The function acq in the R package tm references a corpus of 50 documents.
You can start by following the slides in Lecture 7.
You should do at least the following:
a. For the complete set of documents, try the functions in lecture 7. What happens? Does it yield anything understandable about the documents.
b. Find the 15 longest documents (in number of words).
c. For each document work through the examples given in Lecture 7 to display the dendrogram and the WordCloud.
For the following you will need to write R functions to help you compute the results.
Use the packages textreuse, wordnet, zipfR
d. Prior to removing the punctuation, find the longest word and longest sentence in each document from the 15 largest documents.
e. Print a table of the length of each sentence in each of the 10 documents.
f. For each sentence of each document, remove the punctuation. Display the sentences.
g. For each word print its part of speech using the Wordnet package.
h. Analyze word frequency using functions from package zipfR.
2. Deliverables: You will deliver your results by putting a zipfile in your group’s Blackboard file, with the following naming convention: Group-N-Project-3.zip, where N is your group number. Your deliverable should encompass the following items:
A listing of all R functions that you have written
A document giving your results which should include your assessment of applying the different techniques to the data provided.
Remember to save your workspace! In your Group area would be a good place so all members can get to it.
Include in your Word document the results required
(use a CTRL-ALT-PrintScreen) to grab the screen
You may use Irfanview 4.40, irfanview@gmx.net.

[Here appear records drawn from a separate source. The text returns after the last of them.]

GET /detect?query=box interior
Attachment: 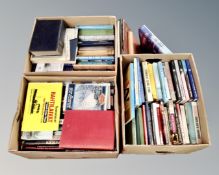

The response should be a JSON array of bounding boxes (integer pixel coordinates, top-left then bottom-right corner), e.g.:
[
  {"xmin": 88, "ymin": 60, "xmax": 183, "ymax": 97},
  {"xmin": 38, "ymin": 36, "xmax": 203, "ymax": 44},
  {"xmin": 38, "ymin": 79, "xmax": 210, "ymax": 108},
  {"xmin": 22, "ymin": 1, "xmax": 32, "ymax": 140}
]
[
  {"xmin": 9, "ymin": 76, "xmax": 119, "ymax": 158},
  {"xmin": 120, "ymin": 53, "xmax": 210, "ymax": 154}
]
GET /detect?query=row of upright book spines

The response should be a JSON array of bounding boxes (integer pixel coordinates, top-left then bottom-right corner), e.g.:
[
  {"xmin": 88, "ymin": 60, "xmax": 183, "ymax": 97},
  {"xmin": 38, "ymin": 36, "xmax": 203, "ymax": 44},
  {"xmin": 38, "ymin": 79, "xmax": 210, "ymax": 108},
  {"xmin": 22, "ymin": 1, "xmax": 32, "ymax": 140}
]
[
  {"xmin": 129, "ymin": 100, "xmax": 201, "ymax": 146},
  {"xmin": 133, "ymin": 58, "xmax": 198, "ymax": 107}
]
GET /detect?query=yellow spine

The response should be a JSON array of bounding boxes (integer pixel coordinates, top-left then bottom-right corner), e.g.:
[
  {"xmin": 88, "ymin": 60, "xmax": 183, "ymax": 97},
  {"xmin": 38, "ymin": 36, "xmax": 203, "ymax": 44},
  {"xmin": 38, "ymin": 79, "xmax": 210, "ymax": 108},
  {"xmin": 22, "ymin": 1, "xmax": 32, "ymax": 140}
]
[{"xmin": 147, "ymin": 63, "xmax": 157, "ymax": 100}]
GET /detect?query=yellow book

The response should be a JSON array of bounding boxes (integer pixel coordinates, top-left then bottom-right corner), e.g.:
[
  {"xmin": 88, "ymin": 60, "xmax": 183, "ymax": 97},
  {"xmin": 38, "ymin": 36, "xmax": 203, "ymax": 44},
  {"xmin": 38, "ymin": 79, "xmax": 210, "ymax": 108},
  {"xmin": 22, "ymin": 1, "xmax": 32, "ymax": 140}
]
[
  {"xmin": 147, "ymin": 63, "xmax": 158, "ymax": 100},
  {"xmin": 21, "ymin": 82, "xmax": 63, "ymax": 132}
]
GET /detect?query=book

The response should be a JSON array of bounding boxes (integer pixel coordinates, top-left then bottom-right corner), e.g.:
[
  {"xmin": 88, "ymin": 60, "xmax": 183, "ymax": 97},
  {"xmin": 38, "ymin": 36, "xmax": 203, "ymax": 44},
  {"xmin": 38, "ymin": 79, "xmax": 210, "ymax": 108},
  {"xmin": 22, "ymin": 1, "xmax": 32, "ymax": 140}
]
[
  {"xmin": 136, "ymin": 107, "xmax": 145, "ymax": 145},
  {"xmin": 156, "ymin": 105, "xmax": 164, "ymax": 145},
  {"xmin": 145, "ymin": 102, "xmax": 154, "ymax": 145},
  {"xmin": 179, "ymin": 105, "xmax": 190, "ymax": 144},
  {"xmin": 65, "ymin": 83, "xmax": 75, "ymax": 110},
  {"xmin": 128, "ymin": 31, "xmax": 135, "ymax": 54},
  {"xmin": 78, "ymin": 29, "xmax": 114, "ymax": 36},
  {"xmin": 151, "ymin": 103, "xmax": 161, "ymax": 145},
  {"xmin": 138, "ymin": 25, "xmax": 172, "ymax": 53},
  {"xmin": 35, "ymin": 63, "xmax": 64, "ymax": 72},
  {"xmin": 77, "ymin": 49, "xmax": 114, "ymax": 56},
  {"xmin": 78, "ymin": 40, "xmax": 114, "ymax": 47},
  {"xmin": 142, "ymin": 62, "xmax": 153, "ymax": 102},
  {"xmin": 185, "ymin": 60, "xmax": 198, "ymax": 101},
  {"xmin": 78, "ymin": 25, "xmax": 114, "ymax": 30},
  {"xmin": 185, "ymin": 102, "xmax": 198, "ymax": 144},
  {"xmin": 163, "ymin": 107, "xmax": 171, "ymax": 145},
  {"xmin": 125, "ymin": 119, "xmax": 137, "ymax": 145},
  {"xmin": 147, "ymin": 63, "xmax": 158, "ymax": 100},
  {"xmin": 124, "ymin": 63, "xmax": 136, "ymax": 124},
  {"xmin": 142, "ymin": 104, "xmax": 148, "ymax": 144},
  {"xmin": 59, "ymin": 110, "xmax": 115, "ymax": 150},
  {"xmin": 76, "ymin": 56, "xmax": 114, "ymax": 61},
  {"xmin": 29, "ymin": 20, "xmax": 66, "ymax": 56},
  {"xmin": 134, "ymin": 58, "xmax": 140, "ymax": 106},
  {"xmin": 153, "ymin": 63, "xmax": 163, "ymax": 100},
  {"xmin": 163, "ymin": 62, "xmax": 176, "ymax": 101},
  {"xmin": 78, "ymin": 35, "xmax": 115, "ymax": 41},
  {"xmin": 137, "ymin": 59, "xmax": 145, "ymax": 105},
  {"xmin": 72, "ymin": 83, "xmax": 110, "ymax": 110},
  {"xmin": 21, "ymin": 83, "xmax": 63, "ymax": 132},
  {"xmin": 174, "ymin": 105, "xmax": 183, "ymax": 144}
]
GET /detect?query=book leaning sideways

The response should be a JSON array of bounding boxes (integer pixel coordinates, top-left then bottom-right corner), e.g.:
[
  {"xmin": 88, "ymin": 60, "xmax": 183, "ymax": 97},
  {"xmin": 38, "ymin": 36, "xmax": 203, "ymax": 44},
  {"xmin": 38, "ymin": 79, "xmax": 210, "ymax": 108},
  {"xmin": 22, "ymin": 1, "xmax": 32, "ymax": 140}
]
[{"xmin": 21, "ymin": 83, "xmax": 63, "ymax": 132}]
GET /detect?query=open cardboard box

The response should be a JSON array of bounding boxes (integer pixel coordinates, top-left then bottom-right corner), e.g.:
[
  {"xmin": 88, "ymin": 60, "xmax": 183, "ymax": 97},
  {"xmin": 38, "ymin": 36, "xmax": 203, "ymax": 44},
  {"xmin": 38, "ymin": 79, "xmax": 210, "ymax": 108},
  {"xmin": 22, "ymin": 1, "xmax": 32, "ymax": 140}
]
[
  {"xmin": 120, "ymin": 53, "xmax": 210, "ymax": 154},
  {"xmin": 8, "ymin": 76, "xmax": 119, "ymax": 159},
  {"xmin": 24, "ymin": 16, "xmax": 119, "ymax": 77}
]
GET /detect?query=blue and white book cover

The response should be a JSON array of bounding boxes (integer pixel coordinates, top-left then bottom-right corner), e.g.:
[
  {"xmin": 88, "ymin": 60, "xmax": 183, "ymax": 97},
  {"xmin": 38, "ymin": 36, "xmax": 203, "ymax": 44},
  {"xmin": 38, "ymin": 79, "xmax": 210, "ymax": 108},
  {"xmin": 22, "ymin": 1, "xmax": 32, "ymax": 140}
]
[
  {"xmin": 134, "ymin": 58, "xmax": 140, "ymax": 106},
  {"xmin": 130, "ymin": 63, "xmax": 136, "ymax": 120}
]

Paste in the screen image, and copy the image as JPEG to drop into your Word document.
3. Due Date: May 4, 2017 COB
4. Project #3 Value: 25 points
a. Document R functions: 3 points
b. Presentation and discussion of results from the experiments that you run using the different functions from Lecture 7: parts (a) through (h) 2 points each. Include plots where applicable.
c. Write an R function to search through the documents to find a specific word or phrase. Print the document number, line number, and word index in the sentence. Demonstrate with three examples. Use words of 6 characters or more as your test cases. 3 points.
d. Analysis of what this project helped you learn about data science, e.g., the exploration of data which is what you have been doing: 3 points
2